Растроганная, но вместе с тем несколько испуганная таким
вступлением, Консуэло поднесла руку старика к своим губам и ответила с
искренним порывом:
— Да, господин граф, я уважаю и люблю вас так, как если
б имела честь быть вашей дочерью, и могу без всякого страха и вполне откровенно
ответить на все ваши вопросы касательно меня лично.
— Ничего другого я и не прошу у вас, дорогая дочь моя,
и благодарю за это обещание. Поверьте, что я не способен им злоупотребить, так
же как, я уверен, и вы не способны изменить своему слову.
— Я верю вам, господин граф, и слушаю вас.
— Так вот, дитя мое, — сказал старик с каким-то
наивным, но ободряющим любопытством. — Как ваша фамилия?
— У меня нет фамилии, — без малейшего колебания
ответила Консуэло.
— Мою мать все звали Розамундой. При крещении мне дали
имя Мария-Утешительница. Отца своего я никогда не знала.
— Но вам известна его фамилия?
— Нет, господин граф, я никогда не слыхала о ней.
— А маэстро Порпора удочерил вас? Он закрепил передачу
вам своего имени законным актом?
— Нет, господин граф, между артистами это не принято,
да оно и не нужно. У моего великодушного учителя ровно ничего нет, и ему нечего
завещать. Что же касается его имени, то при моем положении в свете совершенно
безразлично, как я его ношу — по обычаю или по закону.

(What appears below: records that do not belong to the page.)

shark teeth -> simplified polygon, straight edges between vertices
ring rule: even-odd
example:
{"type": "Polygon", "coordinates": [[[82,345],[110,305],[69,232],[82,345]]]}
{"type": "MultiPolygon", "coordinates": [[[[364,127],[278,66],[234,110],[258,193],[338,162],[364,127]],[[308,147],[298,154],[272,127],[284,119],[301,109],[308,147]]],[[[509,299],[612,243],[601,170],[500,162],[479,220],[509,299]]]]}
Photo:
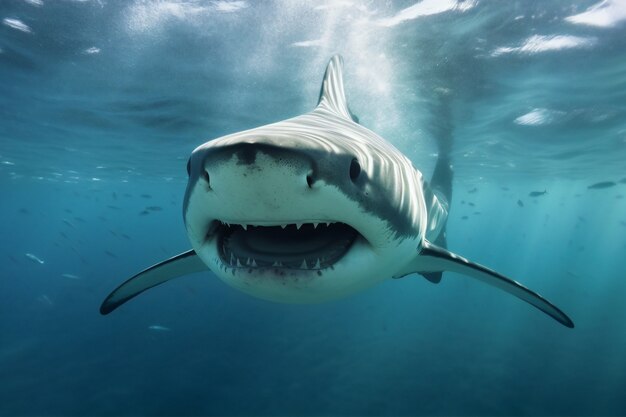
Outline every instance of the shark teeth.
{"type": "Polygon", "coordinates": [[[213,222],[218,225],[213,227],[213,234],[225,267],[249,272],[280,269],[319,274],[332,268],[359,236],[354,228],[341,222],[254,223],[213,222]]]}
{"type": "Polygon", "coordinates": [[[322,266],[322,263],[319,258],[315,260],[315,263],[309,261],[307,262],[306,258],[303,258],[300,264],[296,267],[285,265],[285,263],[280,261],[274,261],[271,265],[267,262],[259,261],[257,262],[254,258],[248,258],[245,262],[242,262],[241,258],[237,258],[232,252],[230,254],[230,260],[228,262],[228,266],[235,268],[260,268],[260,267],[271,267],[271,268],[287,268],[287,269],[300,269],[305,271],[319,271],[325,268],[322,266]],[[260,264],[259,264],[260,263],[260,264]],[[312,265],[312,266],[310,266],[312,265]]]}
{"type": "Polygon", "coordinates": [[[326,268],[325,265],[322,265],[322,260],[318,257],[315,260],[311,258],[302,258],[301,261],[298,262],[289,262],[288,264],[281,261],[267,262],[262,260],[256,260],[254,258],[246,258],[245,262],[244,258],[239,258],[235,256],[233,252],[229,253],[227,266],[233,269],[245,269],[245,268],[286,268],[286,269],[299,269],[303,271],[319,271],[326,268]]]}

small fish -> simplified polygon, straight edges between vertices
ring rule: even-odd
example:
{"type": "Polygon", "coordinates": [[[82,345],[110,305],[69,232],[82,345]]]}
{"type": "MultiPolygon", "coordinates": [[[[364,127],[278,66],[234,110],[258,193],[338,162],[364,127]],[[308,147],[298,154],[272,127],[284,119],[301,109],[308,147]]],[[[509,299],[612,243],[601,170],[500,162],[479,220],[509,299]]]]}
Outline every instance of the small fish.
{"type": "Polygon", "coordinates": [[[80,223],[85,223],[85,219],[83,219],[82,217],[74,217],[74,220],[80,223]]]}
{"type": "Polygon", "coordinates": [[[472,188],[471,190],[469,190],[467,193],[468,193],[468,194],[474,194],[474,193],[475,193],[475,192],[477,192],[477,191],[478,191],[478,188],[474,187],[474,188],[472,188]]]}
{"type": "Polygon", "coordinates": [[[500,187],[502,191],[509,191],[509,187],[500,187]]]}
{"type": "Polygon", "coordinates": [[[474,212],[474,214],[476,214],[476,215],[480,215],[480,214],[482,214],[482,213],[481,213],[480,211],[475,211],[475,212],[474,212]]]}
{"type": "Polygon", "coordinates": [[[467,205],[470,206],[470,207],[476,206],[476,204],[474,204],[474,203],[467,203],[467,205]]]}
{"type": "Polygon", "coordinates": [[[82,279],[78,275],[74,275],[74,274],[61,274],[61,276],[63,278],[68,278],[68,279],[82,279]]]}
{"type": "Polygon", "coordinates": [[[547,194],[548,190],[543,190],[543,191],[531,191],[530,193],[528,193],[529,197],[539,197],[540,195],[544,195],[547,194]]]}
{"type": "Polygon", "coordinates": [[[72,213],[73,213],[73,211],[72,211],[72,210],[70,210],[70,209],[65,209],[65,212],[66,212],[67,214],[72,214],[72,213]]]}
{"type": "Polygon", "coordinates": [[[524,207],[524,202],[522,200],[517,200],[517,205],[520,207],[524,207]]]}
{"type": "Polygon", "coordinates": [[[142,194],[141,198],[152,198],[150,194],[142,194]]]}
{"type": "Polygon", "coordinates": [[[463,216],[463,217],[461,217],[461,220],[467,220],[467,219],[468,219],[468,217],[467,217],[467,216],[463,216]]]}
{"type": "Polygon", "coordinates": [[[63,223],[65,223],[67,226],[71,227],[72,229],[76,229],[76,226],[74,226],[74,224],[67,219],[63,219],[63,223]]]}
{"type": "Polygon", "coordinates": [[[127,235],[127,234],[125,234],[125,233],[122,233],[122,237],[123,237],[124,239],[126,239],[126,240],[132,240],[132,239],[130,238],[130,236],[128,236],[128,235],[127,235]]]}
{"type": "Polygon", "coordinates": [[[117,193],[115,191],[113,191],[111,193],[111,197],[113,197],[113,200],[117,200],[117,193]]]}
{"type": "Polygon", "coordinates": [[[20,262],[13,256],[13,255],[7,255],[9,257],[9,259],[16,265],[19,265],[20,262]]]}
{"type": "Polygon", "coordinates": [[[587,219],[585,219],[583,216],[578,216],[578,221],[581,223],[587,223],[587,219]]]}
{"type": "Polygon", "coordinates": [[[169,327],[161,326],[160,324],[153,324],[151,326],[148,326],[148,329],[155,332],[169,332],[172,330],[169,327]]]}
{"type": "Polygon", "coordinates": [[[626,222],[624,220],[619,222],[622,226],[626,226],[626,222]]]}
{"type": "Polygon", "coordinates": [[[40,265],[45,264],[44,261],[42,261],[40,258],[38,258],[37,256],[33,255],[32,253],[25,253],[24,256],[26,256],[28,259],[30,259],[31,261],[38,263],[40,265]]]}
{"type": "Polygon", "coordinates": [[[20,214],[30,214],[30,211],[28,211],[28,209],[25,209],[25,208],[21,208],[19,212],[20,214]]]}
{"type": "Polygon", "coordinates": [[[595,184],[591,184],[589,187],[587,187],[589,190],[601,190],[603,188],[610,188],[610,187],[614,187],[615,184],[613,181],[602,181],[602,182],[596,182],[595,184]]]}
{"type": "Polygon", "coordinates": [[[148,214],[150,214],[150,212],[148,210],[143,210],[139,212],[140,216],[147,216],[148,214]]]}
{"type": "Polygon", "coordinates": [[[107,208],[110,208],[111,210],[121,210],[121,208],[119,208],[118,206],[113,206],[113,205],[108,205],[107,208]]]}
{"type": "Polygon", "coordinates": [[[146,210],[161,211],[161,210],[163,210],[163,207],[161,207],[161,206],[148,206],[148,207],[146,207],[146,210]]]}
{"type": "Polygon", "coordinates": [[[113,252],[110,252],[108,250],[105,250],[104,253],[108,256],[110,256],[111,258],[117,258],[117,255],[114,254],[113,252]]]}
{"type": "Polygon", "coordinates": [[[626,184],[626,178],[622,178],[621,180],[619,180],[620,184],[626,184]]]}
{"type": "Polygon", "coordinates": [[[53,306],[54,305],[54,303],[52,302],[50,297],[48,297],[47,294],[41,294],[39,297],[37,297],[37,301],[39,301],[40,303],[47,304],[49,306],[53,306]]]}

Если у меня есть
некоторый талант, имя это станет моим по праву, в противном же случае мне
выпала честь, которой я недостойна.
Несколько минут граф хранил молчание, потом, снова беря руку
Консуэло в свою, он заговорил:
— Благородная откровенность ваших ответов еще более
возвысила вас в моих глазах. Не думайте, что я задавал все эти вопросы для
того, чтобы, в зависимости от вашего рождения и положения в свете, больше или
меньше уважать вас. Я хотел знать, пожелаете ли вы сказать мне правду, и вполне
убедился в вашей искренности. Я бесконечно благодарен вам за это и нахожу, что
вы с вашим характером более благородны, чем мы с нашими титулами.
Консуэло не могла не улыбнуться простодушию, с каким старый
аристократ восхищался ее признанием, в сущности, ничего ей не стоившим.
Восхищение это говорило об остатке упорного предрассудка, с которым, очевидно,
благородно боролся Христиан, стараясь победить его в себе.
— А теперь, дорогое мое дитя, — продолжал
он, — я предложу вам еще более щекотливый вопрос. Будьте снисходительны и
простите мне мою смелость.
— Не бойтесь ничего, господин граф, я отвечу на все так
же спокойно.
— Так вот, дитя мое, вы не замужем?
— Нет, господин граф.
— И… вы не вдова? У вас нет детей?
— Я не вдова, и у меня нет детей, — ответила
Консуэло, едва удерживаясь от смеха, так как не понимала, к чему клонит граф.
— И вы ни с кем не связаны словом? — продолжал
он. — Вы совершенно свободны?
— Простите, господин граф, я была обручена с согласия и
даже по приказанию моей умирающей матери с юношей, которого любила с детства и
чьей невестой была до минуты моего отъезда из Венеции.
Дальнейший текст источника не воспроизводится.